Olho o Sol a contra luz

Do lado de cá da vidraça do Firmamento

Mas cego

Sem ver a Deus

 

Apenas vislumbro a sombra de mim

A sombra do meu espírito

Batido pela luz de Deus

O amor de Jesus Cristo

 

Por isso me ensimesmo

Me sinto um proto deus

Em sofrimento

 

Um Prometeu contristo

Agrilhoado à minha angústia

Devoro-me a mim mesmo

 

Vale de Salgueiro, 21 de Maio de 2008

Henrique António Pedro


sábado, 30 de julho de 2022

Obrigado, amor

 


Obrigado

Amor

Por viveres

A meu lado

 

Por existires no meu espaço

Te deixares ver

E sentir

E permitir

Que me recline no teu regaço

 

Por não te importares que o vento

Espalhe o teu perfume

Em campo aberto

Para tudo perfumar

 

Ainda que dentro de mim

Ateie o lume

Da saudade e do sofrimento

Só de pensar

Que um dia

Te poderei não ter

Assim tão perto

 

Mirandela, 22 de Dezembro de 2004

Henrique António Pedro

In Mulheres de amor inventadas (1.ª Edição, Outubro de 2013)

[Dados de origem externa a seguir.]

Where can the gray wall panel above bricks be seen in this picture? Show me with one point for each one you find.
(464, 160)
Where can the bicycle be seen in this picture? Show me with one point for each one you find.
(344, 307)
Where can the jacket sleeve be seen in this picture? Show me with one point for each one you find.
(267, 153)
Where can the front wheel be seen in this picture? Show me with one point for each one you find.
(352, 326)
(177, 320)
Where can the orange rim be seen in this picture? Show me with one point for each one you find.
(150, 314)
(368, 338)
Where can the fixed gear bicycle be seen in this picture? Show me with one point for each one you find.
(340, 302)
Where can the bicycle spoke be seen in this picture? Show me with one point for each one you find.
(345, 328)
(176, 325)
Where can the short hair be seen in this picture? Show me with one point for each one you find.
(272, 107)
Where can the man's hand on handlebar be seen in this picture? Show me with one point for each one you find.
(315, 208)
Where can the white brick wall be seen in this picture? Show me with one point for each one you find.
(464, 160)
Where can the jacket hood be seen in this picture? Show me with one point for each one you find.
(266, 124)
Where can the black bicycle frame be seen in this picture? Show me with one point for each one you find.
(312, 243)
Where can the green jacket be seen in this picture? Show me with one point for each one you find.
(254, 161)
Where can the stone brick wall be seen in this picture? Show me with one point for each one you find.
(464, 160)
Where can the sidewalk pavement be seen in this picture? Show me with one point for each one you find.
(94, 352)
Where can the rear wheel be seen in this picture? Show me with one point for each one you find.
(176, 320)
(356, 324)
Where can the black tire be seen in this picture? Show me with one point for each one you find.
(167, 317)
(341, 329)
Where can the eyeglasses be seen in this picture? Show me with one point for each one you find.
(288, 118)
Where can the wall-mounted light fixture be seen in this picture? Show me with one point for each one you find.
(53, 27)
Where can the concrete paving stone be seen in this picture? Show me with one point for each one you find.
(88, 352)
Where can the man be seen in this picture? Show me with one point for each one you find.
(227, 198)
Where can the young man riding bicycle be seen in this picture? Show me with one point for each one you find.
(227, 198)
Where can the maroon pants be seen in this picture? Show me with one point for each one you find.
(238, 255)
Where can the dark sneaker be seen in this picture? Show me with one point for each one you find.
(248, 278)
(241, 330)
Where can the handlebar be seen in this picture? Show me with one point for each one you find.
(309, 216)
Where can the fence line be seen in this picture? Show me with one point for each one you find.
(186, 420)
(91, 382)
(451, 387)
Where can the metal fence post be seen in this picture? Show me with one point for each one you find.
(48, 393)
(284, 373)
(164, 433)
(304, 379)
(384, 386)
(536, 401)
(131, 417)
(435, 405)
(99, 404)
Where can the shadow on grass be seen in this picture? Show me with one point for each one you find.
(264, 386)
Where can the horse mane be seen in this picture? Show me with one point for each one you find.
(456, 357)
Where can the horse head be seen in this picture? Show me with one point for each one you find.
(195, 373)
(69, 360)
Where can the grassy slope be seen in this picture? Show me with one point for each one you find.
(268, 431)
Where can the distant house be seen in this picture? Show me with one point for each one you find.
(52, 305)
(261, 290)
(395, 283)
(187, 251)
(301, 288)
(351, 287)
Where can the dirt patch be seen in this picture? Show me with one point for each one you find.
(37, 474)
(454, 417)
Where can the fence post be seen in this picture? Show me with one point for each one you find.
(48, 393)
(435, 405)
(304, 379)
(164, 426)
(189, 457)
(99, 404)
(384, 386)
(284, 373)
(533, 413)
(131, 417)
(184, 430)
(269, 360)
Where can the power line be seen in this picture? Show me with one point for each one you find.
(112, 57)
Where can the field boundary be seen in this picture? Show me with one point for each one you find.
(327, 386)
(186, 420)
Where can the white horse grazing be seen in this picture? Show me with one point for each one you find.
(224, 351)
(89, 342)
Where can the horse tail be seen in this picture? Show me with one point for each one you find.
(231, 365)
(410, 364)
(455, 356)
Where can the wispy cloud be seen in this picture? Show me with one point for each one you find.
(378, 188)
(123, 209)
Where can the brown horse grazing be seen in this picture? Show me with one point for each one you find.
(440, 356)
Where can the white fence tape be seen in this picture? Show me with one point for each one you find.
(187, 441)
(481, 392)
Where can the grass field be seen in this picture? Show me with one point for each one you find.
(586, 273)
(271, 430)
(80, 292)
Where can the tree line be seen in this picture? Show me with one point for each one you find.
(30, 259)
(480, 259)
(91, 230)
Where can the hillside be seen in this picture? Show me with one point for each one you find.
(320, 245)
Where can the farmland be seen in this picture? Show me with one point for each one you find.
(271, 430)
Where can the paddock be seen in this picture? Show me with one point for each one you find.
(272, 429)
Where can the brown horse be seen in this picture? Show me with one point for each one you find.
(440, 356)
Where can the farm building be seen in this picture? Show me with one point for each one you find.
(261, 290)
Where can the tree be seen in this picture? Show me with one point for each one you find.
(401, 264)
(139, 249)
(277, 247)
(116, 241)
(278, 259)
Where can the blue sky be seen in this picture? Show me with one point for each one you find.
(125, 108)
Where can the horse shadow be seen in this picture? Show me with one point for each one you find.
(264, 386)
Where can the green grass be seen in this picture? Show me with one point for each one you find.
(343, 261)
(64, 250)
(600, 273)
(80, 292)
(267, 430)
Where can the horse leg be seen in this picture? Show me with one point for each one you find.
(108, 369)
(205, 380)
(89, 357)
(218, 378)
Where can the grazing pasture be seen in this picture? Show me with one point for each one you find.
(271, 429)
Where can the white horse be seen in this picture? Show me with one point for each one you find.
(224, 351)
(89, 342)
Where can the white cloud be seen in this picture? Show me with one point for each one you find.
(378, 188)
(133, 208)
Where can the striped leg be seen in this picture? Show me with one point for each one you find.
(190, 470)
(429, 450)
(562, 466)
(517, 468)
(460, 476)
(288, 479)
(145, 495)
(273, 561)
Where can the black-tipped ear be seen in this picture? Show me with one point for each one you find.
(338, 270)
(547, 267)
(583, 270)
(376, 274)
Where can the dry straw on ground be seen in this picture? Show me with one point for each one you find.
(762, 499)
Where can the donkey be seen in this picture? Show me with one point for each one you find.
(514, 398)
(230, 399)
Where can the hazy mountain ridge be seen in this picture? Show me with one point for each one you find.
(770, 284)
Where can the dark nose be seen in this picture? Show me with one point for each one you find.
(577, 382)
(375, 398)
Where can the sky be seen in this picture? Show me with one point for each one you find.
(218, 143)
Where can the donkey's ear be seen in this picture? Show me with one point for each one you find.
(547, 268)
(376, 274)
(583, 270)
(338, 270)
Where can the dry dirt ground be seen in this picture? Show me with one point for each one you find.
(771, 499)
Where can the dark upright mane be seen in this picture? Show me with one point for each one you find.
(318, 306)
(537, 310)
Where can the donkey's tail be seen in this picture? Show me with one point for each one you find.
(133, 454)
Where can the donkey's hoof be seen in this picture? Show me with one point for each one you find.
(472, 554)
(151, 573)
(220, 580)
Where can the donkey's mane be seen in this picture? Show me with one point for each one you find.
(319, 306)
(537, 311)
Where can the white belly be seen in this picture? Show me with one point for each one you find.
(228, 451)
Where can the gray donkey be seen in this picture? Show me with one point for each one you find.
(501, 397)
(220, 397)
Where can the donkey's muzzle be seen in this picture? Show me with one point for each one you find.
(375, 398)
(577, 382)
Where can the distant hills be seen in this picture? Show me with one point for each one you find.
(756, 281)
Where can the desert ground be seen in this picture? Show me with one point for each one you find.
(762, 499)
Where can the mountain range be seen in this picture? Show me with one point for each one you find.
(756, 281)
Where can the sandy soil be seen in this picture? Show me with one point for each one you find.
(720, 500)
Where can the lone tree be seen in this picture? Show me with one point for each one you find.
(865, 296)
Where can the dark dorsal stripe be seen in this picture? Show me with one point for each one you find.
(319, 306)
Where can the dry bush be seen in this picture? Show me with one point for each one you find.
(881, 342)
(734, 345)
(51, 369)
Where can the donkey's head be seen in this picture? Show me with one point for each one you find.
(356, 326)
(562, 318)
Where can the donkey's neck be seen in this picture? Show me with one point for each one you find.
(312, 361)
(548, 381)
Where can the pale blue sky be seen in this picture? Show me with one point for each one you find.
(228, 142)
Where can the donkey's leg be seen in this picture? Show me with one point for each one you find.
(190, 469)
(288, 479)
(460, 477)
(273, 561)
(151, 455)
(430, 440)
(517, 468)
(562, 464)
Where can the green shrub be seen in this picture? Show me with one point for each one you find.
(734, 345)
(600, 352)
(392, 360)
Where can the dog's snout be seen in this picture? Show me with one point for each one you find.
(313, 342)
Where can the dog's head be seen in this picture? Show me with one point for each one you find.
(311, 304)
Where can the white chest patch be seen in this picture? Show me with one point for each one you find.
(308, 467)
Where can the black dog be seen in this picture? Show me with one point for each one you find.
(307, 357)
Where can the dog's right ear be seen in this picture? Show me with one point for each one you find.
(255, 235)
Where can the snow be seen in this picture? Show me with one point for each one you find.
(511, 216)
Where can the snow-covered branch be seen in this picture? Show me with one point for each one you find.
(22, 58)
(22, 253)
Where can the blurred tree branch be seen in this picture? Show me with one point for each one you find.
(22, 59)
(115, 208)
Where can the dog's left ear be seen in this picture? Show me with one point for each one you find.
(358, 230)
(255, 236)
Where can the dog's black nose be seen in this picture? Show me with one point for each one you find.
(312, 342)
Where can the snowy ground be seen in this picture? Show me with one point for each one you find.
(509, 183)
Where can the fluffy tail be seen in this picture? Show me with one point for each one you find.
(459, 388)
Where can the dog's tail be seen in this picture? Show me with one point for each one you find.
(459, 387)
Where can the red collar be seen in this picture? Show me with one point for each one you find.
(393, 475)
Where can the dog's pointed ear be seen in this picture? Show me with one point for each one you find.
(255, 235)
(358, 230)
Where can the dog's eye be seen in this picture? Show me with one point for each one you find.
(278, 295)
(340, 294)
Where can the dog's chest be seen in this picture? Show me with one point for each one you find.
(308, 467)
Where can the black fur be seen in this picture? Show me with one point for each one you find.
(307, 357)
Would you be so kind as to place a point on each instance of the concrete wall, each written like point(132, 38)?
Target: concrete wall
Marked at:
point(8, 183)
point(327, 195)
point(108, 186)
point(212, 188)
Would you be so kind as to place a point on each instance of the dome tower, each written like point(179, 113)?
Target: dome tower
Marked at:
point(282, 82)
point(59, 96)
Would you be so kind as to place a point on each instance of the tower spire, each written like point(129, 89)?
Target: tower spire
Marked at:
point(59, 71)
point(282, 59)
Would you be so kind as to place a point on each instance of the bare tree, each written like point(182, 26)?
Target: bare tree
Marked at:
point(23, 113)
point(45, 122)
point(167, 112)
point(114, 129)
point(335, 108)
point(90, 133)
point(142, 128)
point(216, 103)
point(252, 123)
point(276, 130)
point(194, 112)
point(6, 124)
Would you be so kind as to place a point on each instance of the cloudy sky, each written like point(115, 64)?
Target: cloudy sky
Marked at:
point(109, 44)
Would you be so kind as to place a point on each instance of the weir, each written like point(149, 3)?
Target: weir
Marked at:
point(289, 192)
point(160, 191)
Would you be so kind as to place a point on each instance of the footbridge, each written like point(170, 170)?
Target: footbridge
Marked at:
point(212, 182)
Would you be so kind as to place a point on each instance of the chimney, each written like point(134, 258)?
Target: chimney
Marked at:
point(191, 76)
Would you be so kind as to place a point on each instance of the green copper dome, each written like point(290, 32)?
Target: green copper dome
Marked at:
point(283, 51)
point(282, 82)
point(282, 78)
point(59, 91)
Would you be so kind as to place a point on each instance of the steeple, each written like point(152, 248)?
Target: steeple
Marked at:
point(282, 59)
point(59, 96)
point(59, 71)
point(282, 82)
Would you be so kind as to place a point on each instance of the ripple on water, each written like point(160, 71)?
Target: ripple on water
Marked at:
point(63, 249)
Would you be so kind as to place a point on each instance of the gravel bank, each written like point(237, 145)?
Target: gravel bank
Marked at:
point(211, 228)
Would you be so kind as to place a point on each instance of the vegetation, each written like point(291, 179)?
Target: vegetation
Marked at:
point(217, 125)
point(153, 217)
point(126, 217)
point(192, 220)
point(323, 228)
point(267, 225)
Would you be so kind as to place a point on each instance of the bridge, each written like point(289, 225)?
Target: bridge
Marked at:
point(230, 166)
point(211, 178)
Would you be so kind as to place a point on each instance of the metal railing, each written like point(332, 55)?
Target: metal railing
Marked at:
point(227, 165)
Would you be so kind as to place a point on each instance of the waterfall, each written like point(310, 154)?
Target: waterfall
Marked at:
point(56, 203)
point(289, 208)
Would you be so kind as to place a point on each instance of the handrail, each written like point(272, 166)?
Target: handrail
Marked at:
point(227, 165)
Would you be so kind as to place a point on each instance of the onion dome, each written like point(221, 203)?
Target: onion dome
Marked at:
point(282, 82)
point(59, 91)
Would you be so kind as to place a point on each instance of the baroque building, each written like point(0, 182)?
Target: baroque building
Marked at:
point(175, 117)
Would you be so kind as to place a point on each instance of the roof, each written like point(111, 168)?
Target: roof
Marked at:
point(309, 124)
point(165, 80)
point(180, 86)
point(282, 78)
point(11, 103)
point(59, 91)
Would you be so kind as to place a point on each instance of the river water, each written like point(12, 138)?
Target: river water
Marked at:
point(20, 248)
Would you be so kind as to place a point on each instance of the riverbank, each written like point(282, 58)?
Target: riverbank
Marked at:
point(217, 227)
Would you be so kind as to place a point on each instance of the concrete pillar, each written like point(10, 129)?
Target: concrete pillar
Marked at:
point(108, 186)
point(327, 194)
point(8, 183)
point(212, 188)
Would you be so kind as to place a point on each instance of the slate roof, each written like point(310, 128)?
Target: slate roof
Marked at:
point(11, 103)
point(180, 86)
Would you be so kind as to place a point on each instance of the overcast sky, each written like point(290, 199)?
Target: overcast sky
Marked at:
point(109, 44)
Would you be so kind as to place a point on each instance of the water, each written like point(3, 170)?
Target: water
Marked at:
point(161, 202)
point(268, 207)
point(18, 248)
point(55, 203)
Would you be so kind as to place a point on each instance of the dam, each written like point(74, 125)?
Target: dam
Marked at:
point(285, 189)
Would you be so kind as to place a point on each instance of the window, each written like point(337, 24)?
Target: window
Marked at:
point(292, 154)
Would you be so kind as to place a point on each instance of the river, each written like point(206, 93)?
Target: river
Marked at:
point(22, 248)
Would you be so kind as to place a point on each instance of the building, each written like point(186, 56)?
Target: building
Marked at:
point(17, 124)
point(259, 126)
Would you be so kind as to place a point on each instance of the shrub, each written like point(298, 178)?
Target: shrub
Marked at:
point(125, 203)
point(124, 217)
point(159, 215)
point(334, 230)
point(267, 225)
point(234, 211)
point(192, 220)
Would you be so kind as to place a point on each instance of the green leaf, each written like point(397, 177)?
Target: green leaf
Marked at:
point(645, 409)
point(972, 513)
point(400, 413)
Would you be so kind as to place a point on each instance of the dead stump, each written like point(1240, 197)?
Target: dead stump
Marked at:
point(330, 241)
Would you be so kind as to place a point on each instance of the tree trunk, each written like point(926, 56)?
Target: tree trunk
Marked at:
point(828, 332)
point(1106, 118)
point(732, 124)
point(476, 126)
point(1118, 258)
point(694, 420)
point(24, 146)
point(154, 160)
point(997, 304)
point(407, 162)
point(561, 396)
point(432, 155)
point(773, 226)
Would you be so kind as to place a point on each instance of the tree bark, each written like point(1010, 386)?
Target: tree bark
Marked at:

segunda-feira, 4 de julho de 2022

Irena Sendler

 


(Varsóvia, 15 de fevereiro de 1910 - Varsóvia, 12 de maio de 2008),

 

Chorei!

Lágrimas líquidas verdadeiras

Rolaram-me pela face, silenciosas

Sinceras, sentidas, condoídas

Agora que sem a conhecer

A conheci

 

Em silêncio, mas chorei!

 

Lágrimas salgadas, reais

Envergonhado da minha pequenez

Da placidez do meu egoísmo

Ante o sereno heroísmo

De Irena Sendler que eu não conhecia

Tão grande ela é que se escondia

Tão cego é o mundo que ninguém a via

 

Chorei!

 

Lágrimas ácidas

Porque sofri no mais fundo de mim

Por todas as crianças vítimas do holocausto

Submetidas ao martírio nazi

Á má sorte

Ao mais atroz sofrimento

Á fome, ao frio, à doença

Á hedionda separação de suas mães

E que Irene heroicamente socorreu

E salvou da morte

 

Chorei!

 

Lágrimas de sangue de espaço a espaço

Por Irena torturada às mãos da Gestapo

 

Chorei

 

Lágrimas de luz

De suave alegria interior

Por ver que Deus nosso Senhor Jesus

Quando maior é a ignomínia dos homens

E mais malvado o seu desígnio

Sempre inspira algumas almas maiores

A minimizar a desgraça

E a mostrar-nos o caminho

 

 

Coloco este poema

Feito flor

Na montanha de flores

Que todos os dias

E nunca será tarde demais

Perfumam o quarto da anciã Irena

No asilo de Varsóvia aonde se esconde

Na sua inesgotável bondade

 

Obrigado Irena pelo seu heróico exemplo

Obrigado por si

Louvada seja por todo o tempo


Nota: Irena Sendler morreu dias depois d eu ter escrito este poema.